Just over 45,000 α-subunit homologs are currently known, permitting subtyping of a much broader scope. Their sequences, members of protein family (Pfam) PF00848, were submitted to an “all-by-all” comparison via the Enzyme Function Initiative’s network analysis algorithm (Fig. 6 and SI Appendix, Fig. S22) (45). Consistent with earlier findings from Capyk and Eltis (34), we observed that a single subgroup of the massive and diverse family has been experimentally oversampled in prior work (cluster 2) (SI Appendix, Fig. S22). This node contains several aromatic/polyaromatic hydrocarbon hydroxylases of interest for bioremediation purposes, including NDO and biphenyl dioxygenase (46).
Beyond this large subgroup, ROs with similar substrate and/or reaction types, where known, were grouped together in this analysis, suggestive of sequence-based family subdivision along functional lines (SI Appendix, Fig. S22). The cluster of sequences to which the α-subunit of TPADO (TphA2) belongs (Fig. 6) also contains NagG, the α-subunit of salicylate 5-hydroxylase, consistent with identification of the latter via the DALI search for TPADO structural relatives. Additionally, other functionally annotated members of the TPADO subfamily were all associated with aryl carboxylate substrates [anthranilate (36), picolinate (47), and salicylate] like TPA, although TPA is the only dicarboxylate of the group.

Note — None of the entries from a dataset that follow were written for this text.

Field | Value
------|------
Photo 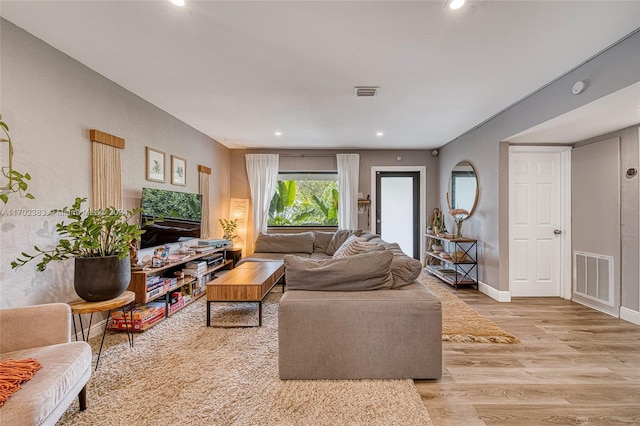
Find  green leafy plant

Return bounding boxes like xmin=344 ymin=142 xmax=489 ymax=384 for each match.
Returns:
xmin=0 ymin=114 xmax=35 ymax=204
xmin=11 ymin=198 xmax=144 ymax=271
xmin=218 ymin=219 xmax=240 ymax=241
xmin=312 ymin=188 xmax=338 ymax=225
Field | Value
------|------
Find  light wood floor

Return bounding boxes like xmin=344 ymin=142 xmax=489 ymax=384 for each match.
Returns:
xmin=415 ymin=288 xmax=640 ymax=426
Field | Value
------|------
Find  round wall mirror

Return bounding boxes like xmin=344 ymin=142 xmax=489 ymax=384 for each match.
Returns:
xmin=447 ymin=161 xmax=478 ymax=216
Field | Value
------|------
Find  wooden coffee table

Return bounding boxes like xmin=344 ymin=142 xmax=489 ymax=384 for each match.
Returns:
xmin=207 ymin=261 xmax=284 ymax=327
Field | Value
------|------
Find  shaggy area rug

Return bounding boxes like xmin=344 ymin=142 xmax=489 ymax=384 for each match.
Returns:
xmin=419 ymin=273 xmax=520 ymax=343
xmin=59 ymin=288 xmax=431 ymax=426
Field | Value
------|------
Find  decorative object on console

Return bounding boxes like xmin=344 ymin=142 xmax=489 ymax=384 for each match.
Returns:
xmin=171 ymin=155 xmax=187 ymax=186
xmin=447 ymin=161 xmax=478 ymax=238
xmin=449 ymin=209 xmax=469 ymax=238
xmin=218 ymin=219 xmax=240 ymax=246
xmin=11 ymin=197 xmax=144 ymax=302
xmin=431 ymin=207 xmax=447 ymax=235
xmin=146 ymin=147 xmax=164 ymax=183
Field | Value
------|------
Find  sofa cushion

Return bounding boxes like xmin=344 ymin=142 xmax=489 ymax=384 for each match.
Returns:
xmin=284 ymin=250 xmax=393 ymax=291
xmin=325 ymin=229 xmax=362 ymax=256
xmin=313 ymin=231 xmax=334 ymax=253
xmin=333 ymin=235 xmax=384 ymax=259
xmin=385 ymin=243 xmax=422 ymax=288
xmin=254 ymin=232 xmax=313 ymax=253
xmin=0 ymin=342 xmax=92 ymax=425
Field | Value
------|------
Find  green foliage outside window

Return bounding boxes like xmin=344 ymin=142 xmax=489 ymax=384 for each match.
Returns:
xmin=267 ymin=180 xmax=338 ymax=226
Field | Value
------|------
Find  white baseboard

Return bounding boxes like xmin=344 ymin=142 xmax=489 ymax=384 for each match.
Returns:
xmin=478 ymin=281 xmax=511 ymax=302
xmin=620 ymin=307 xmax=640 ymax=325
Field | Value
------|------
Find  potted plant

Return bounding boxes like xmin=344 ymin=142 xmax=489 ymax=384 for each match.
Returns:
xmin=219 ymin=219 xmax=240 ymax=247
xmin=0 ymin=114 xmax=34 ymax=204
xmin=11 ymin=198 xmax=144 ymax=302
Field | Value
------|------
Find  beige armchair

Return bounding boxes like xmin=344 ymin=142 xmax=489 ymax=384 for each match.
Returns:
xmin=0 ymin=303 xmax=92 ymax=425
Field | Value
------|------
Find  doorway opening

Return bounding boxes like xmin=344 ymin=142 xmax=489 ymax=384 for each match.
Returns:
xmin=370 ymin=166 xmax=426 ymax=261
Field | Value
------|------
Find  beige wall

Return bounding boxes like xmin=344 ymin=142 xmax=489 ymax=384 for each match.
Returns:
xmin=0 ymin=20 xmax=230 ymax=307
xmin=230 ymin=149 xmax=438 ymax=233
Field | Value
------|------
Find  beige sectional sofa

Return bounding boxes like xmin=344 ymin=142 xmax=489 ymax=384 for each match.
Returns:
xmin=0 ymin=303 xmax=92 ymax=426
xmin=244 ymin=230 xmax=442 ymax=379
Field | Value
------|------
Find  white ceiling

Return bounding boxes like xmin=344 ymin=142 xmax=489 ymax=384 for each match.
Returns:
xmin=0 ymin=0 xmax=640 ymax=149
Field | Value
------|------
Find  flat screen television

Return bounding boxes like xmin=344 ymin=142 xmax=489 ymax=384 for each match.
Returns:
xmin=140 ymin=188 xmax=202 ymax=248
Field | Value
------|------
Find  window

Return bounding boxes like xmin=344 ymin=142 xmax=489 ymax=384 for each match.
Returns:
xmin=267 ymin=172 xmax=338 ymax=226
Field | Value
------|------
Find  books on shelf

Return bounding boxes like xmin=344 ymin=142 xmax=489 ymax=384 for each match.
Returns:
xmin=109 ymin=302 xmax=167 ymax=331
xmin=198 ymin=239 xmax=227 ymax=248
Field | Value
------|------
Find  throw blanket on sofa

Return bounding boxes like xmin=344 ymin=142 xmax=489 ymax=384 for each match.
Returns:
xmin=0 ymin=358 xmax=42 ymax=407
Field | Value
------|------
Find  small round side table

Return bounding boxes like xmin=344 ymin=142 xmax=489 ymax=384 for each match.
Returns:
xmin=67 ymin=291 xmax=136 ymax=370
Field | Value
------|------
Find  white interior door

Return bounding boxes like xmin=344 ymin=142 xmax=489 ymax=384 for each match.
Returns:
xmin=376 ymin=172 xmax=420 ymax=259
xmin=509 ymin=147 xmax=569 ymax=297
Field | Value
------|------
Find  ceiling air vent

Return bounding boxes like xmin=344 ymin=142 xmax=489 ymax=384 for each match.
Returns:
xmin=353 ymin=86 xmax=380 ymax=96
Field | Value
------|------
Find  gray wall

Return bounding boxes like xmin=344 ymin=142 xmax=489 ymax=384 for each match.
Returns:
xmin=572 ymin=126 xmax=640 ymax=312
xmin=231 ymin=149 xmax=438 ymax=229
xmin=439 ymin=29 xmax=640 ymax=291
xmin=0 ymin=20 xmax=229 ymax=307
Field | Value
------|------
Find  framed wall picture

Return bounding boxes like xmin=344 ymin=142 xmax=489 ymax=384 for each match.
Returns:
xmin=147 ymin=147 xmax=164 ymax=182
xmin=171 ymin=155 xmax=187 ymax=186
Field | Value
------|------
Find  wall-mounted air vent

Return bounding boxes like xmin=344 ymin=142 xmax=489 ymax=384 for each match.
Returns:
xmin=353 ymin=86 xmax=380 ymax=96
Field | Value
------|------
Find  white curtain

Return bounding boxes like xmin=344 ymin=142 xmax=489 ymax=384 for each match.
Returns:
xmin=245 ymin=154 xmax=278 ymax=251
xmin=198 ymin=165 xmax=211 ymax=238
xmin=91 ymin=141 xmax=124 ymax=209
xmin=336 ymin=154 xmax=360 ymax=229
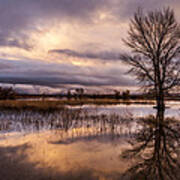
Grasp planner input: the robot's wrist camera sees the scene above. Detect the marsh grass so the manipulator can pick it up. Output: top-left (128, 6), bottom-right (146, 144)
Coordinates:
top-left (0, 98), bottom-right (154, 110)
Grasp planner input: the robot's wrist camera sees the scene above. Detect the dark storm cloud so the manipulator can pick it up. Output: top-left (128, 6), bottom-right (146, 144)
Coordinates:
top-left (0, 60), bottom-right (135, 87)
top-left (0, 0), bottom-right (180, 50)
top-left (49, 49), bottom-right (120, 60)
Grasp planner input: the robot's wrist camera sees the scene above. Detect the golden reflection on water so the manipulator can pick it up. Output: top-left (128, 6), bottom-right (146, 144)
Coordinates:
top-left (0, 129), bottom-right (128, 180)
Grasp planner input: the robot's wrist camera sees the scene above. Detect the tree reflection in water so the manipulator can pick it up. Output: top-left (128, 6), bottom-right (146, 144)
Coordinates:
top-left (123, 115), bottom-right (180, 180)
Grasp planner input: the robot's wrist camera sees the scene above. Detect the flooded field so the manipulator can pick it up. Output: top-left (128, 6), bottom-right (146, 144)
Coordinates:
top-left (0, 102), bottom-right (180, 180)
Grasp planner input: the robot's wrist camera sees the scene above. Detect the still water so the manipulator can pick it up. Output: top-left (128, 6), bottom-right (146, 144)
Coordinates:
top-left (0, 102), bottom-right (180, 180)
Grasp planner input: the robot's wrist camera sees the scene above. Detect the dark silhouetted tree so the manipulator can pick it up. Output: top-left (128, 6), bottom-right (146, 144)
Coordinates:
top-left (121, 8), bottom-right (180, 124)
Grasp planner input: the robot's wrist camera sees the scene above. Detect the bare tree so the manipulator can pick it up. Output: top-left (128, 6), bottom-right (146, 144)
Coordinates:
top-left (121, 8), bottom-right (180, 180)
top-left (121, 8), bottom-right (180, 121)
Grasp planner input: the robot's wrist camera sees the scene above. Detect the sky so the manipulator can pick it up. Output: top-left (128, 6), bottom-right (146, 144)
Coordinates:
top-left (0, 0), bottom-right (180, 92)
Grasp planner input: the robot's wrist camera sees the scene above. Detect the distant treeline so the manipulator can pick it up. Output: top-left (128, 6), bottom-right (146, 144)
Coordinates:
top-left (16, 94), bottom-right (180, 100)
top-left (0, 87), bottom-right (180, 100)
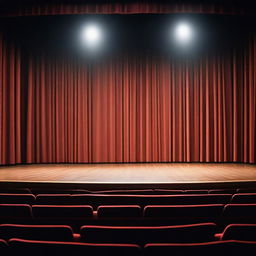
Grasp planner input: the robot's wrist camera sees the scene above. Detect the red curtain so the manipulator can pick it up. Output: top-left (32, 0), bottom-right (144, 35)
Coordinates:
top-left (0, 0), bottom-right (248, 16)
top-left (0, 35), bottom-right (256, 164)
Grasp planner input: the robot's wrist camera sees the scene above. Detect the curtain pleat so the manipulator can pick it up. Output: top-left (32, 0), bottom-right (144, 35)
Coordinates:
top-left (0, 38), bottom-right (256, 164)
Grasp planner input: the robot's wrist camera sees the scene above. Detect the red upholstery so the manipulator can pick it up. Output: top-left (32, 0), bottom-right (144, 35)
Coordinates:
top-left (97, 205), bottom-right (142, 218)
top-left (231, 193), bottom-right (256, 204)
top-left (220, 224), bottom-right (256, 241)
top-left (223, 204), bottom-right (256, 220)
top-left (0, 194), bottom-right (35, 205)
top-left (144, 240), bottom-right (256, 256)
top-left (0, 188), bottom-right (33, 194)
top-left (0, 239), bottom-right (9, 253)
top-left (80, 223), bottom-right (216, 245)
top-left (9, 239), bottom-right (141, 256)
top-left (72, 194), bottom-right (232, 209)
top-left (0, 204), bottom-right (32, 219)
top-left (32, 205), bottom-right (93, 218)
top-left (208, 189), bottom-right (236, 194)
top-left (35, 194), bottom-right (72, 205)
top-left (0, 224), bottom-right (73, 241)
top-left (144, 204), bottom-right (223, 218)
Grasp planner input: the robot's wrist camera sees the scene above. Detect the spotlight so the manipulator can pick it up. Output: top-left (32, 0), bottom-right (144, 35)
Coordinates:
top-left (174, 22), bottom-right (194, 44)
top-left (81, 24), bottom-right (103, 49)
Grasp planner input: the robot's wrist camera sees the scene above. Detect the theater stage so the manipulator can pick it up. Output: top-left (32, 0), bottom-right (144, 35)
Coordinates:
top-left (0, 163), bottom-right (256, 189)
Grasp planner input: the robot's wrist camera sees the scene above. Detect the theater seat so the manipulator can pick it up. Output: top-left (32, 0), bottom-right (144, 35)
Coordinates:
top-left (220, 224), bottom-right (256, 241)
top-left (144, 204), bottom-right (223, 219)
top-left (0, 224), bottom-right (73, 242)
top-left (231, 193), bottom-right (256, 204)
top-left (35, 194), bottom-right (72, 205)
top-left (0, 193), bottom-right (35, 205)
top-left (80, 223), bottom-right (217, 245)
top-left (32, 205), bottom-right (93, 218)
top-left (0, 204), bottom-right (32, 219)
top-left (223, 204), bottom-right (256, 221)
top-left (9, 239), bottom-right (141, 256)
top-left (0, 239), bottom-right (7, 253)
top-left (97, 205), bottom-right (142, 218)
top-left (144, 240), bottom-right (256, 256)
top-left (208, 189), bottom-right (236, 194)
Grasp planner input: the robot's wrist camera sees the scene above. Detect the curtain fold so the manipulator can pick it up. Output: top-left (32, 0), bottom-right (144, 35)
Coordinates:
top-left (0, 38), bottom-right (256, 164)
top-left (0, 0), bottom-right (248, 16)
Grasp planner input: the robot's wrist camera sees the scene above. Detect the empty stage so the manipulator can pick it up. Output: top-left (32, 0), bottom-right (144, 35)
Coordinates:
top-left (0, 163), bottom-right (256, 189)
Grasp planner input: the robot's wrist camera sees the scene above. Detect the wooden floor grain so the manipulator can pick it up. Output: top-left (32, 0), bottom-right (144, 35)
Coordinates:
top-left (0, 163), bottom-right (256, 184)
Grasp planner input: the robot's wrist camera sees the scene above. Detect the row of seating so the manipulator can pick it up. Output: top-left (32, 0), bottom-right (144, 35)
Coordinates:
top-left (0, 223), bottom-right (256, 245)
top-left (0, 204), bottom-right (256, 220)
top-left (0, 187), bottom-right (256, 195)
top-left (4, 193), bottom-right (256, 208)
top-left (0, 239), bottom-right (256, 256)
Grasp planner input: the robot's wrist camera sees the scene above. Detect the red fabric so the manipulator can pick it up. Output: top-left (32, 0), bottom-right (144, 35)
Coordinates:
top-left (0, 36), bottom-right (256, 164)
top-left (0, 1), bottom-right (246, 16)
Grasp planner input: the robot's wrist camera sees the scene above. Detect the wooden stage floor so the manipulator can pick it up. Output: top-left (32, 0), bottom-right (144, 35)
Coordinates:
top-left (0, 163), bottom-right (256, 187)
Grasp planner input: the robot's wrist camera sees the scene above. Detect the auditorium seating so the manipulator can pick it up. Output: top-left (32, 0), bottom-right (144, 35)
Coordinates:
top-left (143, 204), bottom-right (223, 220)
top-left (231, 193), bottom-right (256, 204)
top-left (144, 240), bottom-right (256, 256)
top-left (220, 224), bottom-right (256, 241)
top-left (32, 205), bottom-right (93, 218)
top-left (223, 204), bottom-right (256, 222)
top-left (0, 204), bottom-right (32, 219)
top-left (0, 194), bottom-right (35, 205)
top-left (97, 205), bottom-right (142, 218)
top-left (80, 223), bottom-right (217, 245)
top-left (0, 224), bottom-right (74, 242)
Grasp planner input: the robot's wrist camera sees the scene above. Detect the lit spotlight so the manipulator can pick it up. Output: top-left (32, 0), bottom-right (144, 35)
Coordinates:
top-left (174, 22), bottom-right (193, 44)
top-left (81, 24), bottom-right (103, 49)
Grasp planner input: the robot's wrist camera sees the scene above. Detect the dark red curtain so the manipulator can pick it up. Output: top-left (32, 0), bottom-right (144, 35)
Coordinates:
top-left (0, 35), bottom-right (256, 164)
top-left (0, 0), bottom-right (248, 16)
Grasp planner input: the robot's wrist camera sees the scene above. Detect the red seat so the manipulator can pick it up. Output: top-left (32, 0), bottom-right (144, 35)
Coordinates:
top-left (223, 204), bottom-right (256, 221)
top-left (0, 239), bottom-right (9, 253)
top-left (0, 204), bottom-right (32, 219)
top-left (0, 224), bottom-right (73, 241)
top-left (35, 194), bottom-right (72, 205)
top-left (32, 205), bottom-right (93, 218)
top-left (221, 224), bottom-right (256, 241)
top-left (97, 205), bottom-right (142, 218)
top-left (144, 240), bottom-right (256, 256)
top-left (72, 194), bottom-right (232, 209)
top-left (144, 204), bottom-right (223, 219)
top-left (231, 193), bottom-right (256, 204)
top-left (9, 239), bottom-right (141, 256)
top-left (0, 193), bottom-right (35, 205)
top-left (80, 223), bottom-right (216, 245)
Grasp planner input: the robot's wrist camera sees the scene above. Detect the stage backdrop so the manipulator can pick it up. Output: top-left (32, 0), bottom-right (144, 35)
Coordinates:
top-left (0, 31), bottom-right (256, 164)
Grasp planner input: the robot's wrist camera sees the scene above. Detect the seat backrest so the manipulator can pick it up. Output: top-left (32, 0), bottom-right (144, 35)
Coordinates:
top-left (0, 204), bottom-right (32, 219)
top-left (9, 239), bottom-right (141, 256)
top-left (221, 224), bottom-right (256, 241)
top-left (208, 188), bottom-right (236, 194)
top-left (0, 193), bottom-right (35, 205)
top-left (72, 194), bottom-right (232, 209)
top-left (0, 188), bottom-right (33, 194)
top-left (0, 239), bottom-right (9, 255)
top-left (144, 240), bottom-right (256, 256)
top-left (32, 205), bottom-right (93, 218)
top-left (80, 223), bottom-right (217, 245)
top-left (35, 194), bottom-right (72, 205)
top-left (97, 205), bottom-right (142, 218)
top-left (223, 204), bottom-right (256, 220)
top-left (143, 204), bottom-right (223, 218)
top-left (0, 224), bottom-right (73, 242)
top-left (231, 193), bottom-right (256, 204)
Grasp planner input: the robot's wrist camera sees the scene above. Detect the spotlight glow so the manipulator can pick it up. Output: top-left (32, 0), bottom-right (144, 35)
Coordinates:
top-left (81, 24), bottom-right (103, 49)
top-left (174, 22), bottom-right (193, 44)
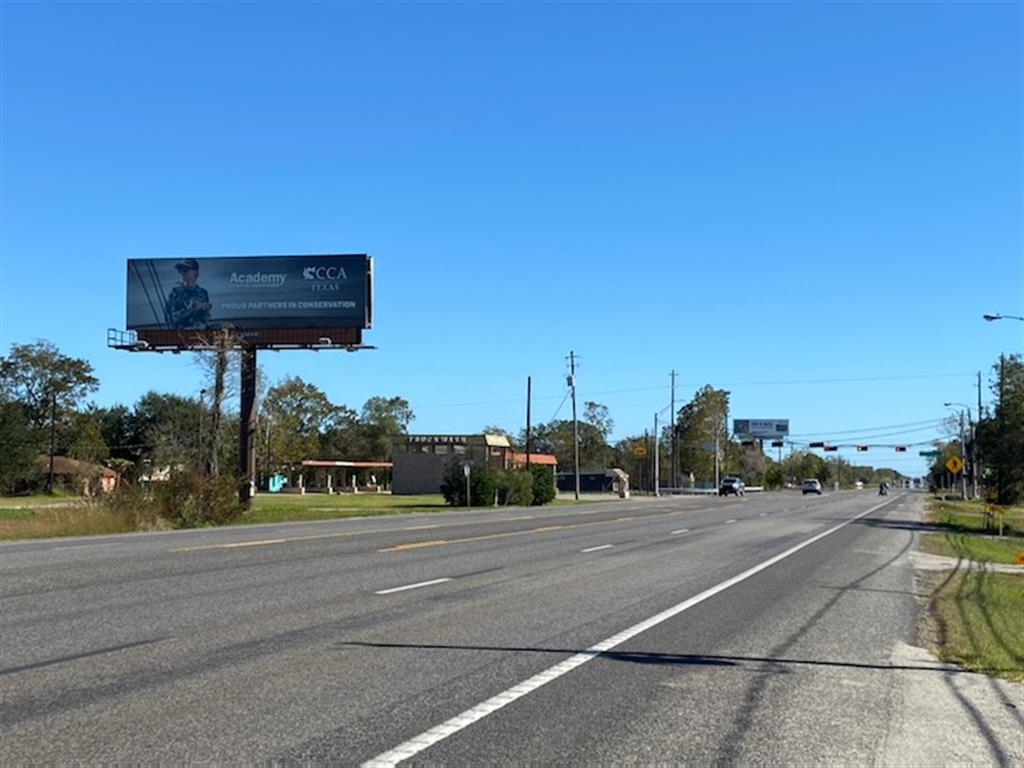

A sequence alignment of the α-subunits of these annotated members of the TphA2 sequence cluster showed that, of all the residues making direct contact with the substrate in the TPADO structure, only R309 is conserved. Key portions of this alignment are shown in Fig. 6B and SI Appendix, Fig. S23 for TPA-consuming organisms including I. sakaiensis, where the degree of conservation is especially high. As highlighted in Fig. 5A, the analogous arginine in NagG (R323) is proposed to form a salt bridge with the lone carboxylate of the substrate, positioning it for monooxygenation at the ring 5-carbon [yielding gentisate (48)]. This active site arginine is also conserved in the α-subunits of hydroxypicolinate 3-monooxygenase (47), AndAc (36), and AhdA1c (catechol product) (49, 50). A similar role in positioning the substrate via the carboxylate could be proposed for the conserved arginine in the other enzymes, although the sites of ring mono- or dioxygenation vary (Fig. 6A). In TPADO, N224, S243, and R390 interact with the carboxylate at the nonreactive end of TPA but are not conserved across the subfamily. This observation suggests that they may be important for productively positioning dicarboxylate substrates.
Discussion
Plastic bioconversion using microbial enzymes depends on understanding and ultimately, improving the properties of the responsible enzymes. Hydrolyzable ester linkages are ubiquitous in biology, and aromatic compounds bearing polar substituents are abundant in the metabolic pathways of diverse organisms. The presence of both ester linkages and an aromatic building block with a polar substituent in PET is consistent with this plastic constituting a readily available carbon source for bacterial consumption in the biosphere.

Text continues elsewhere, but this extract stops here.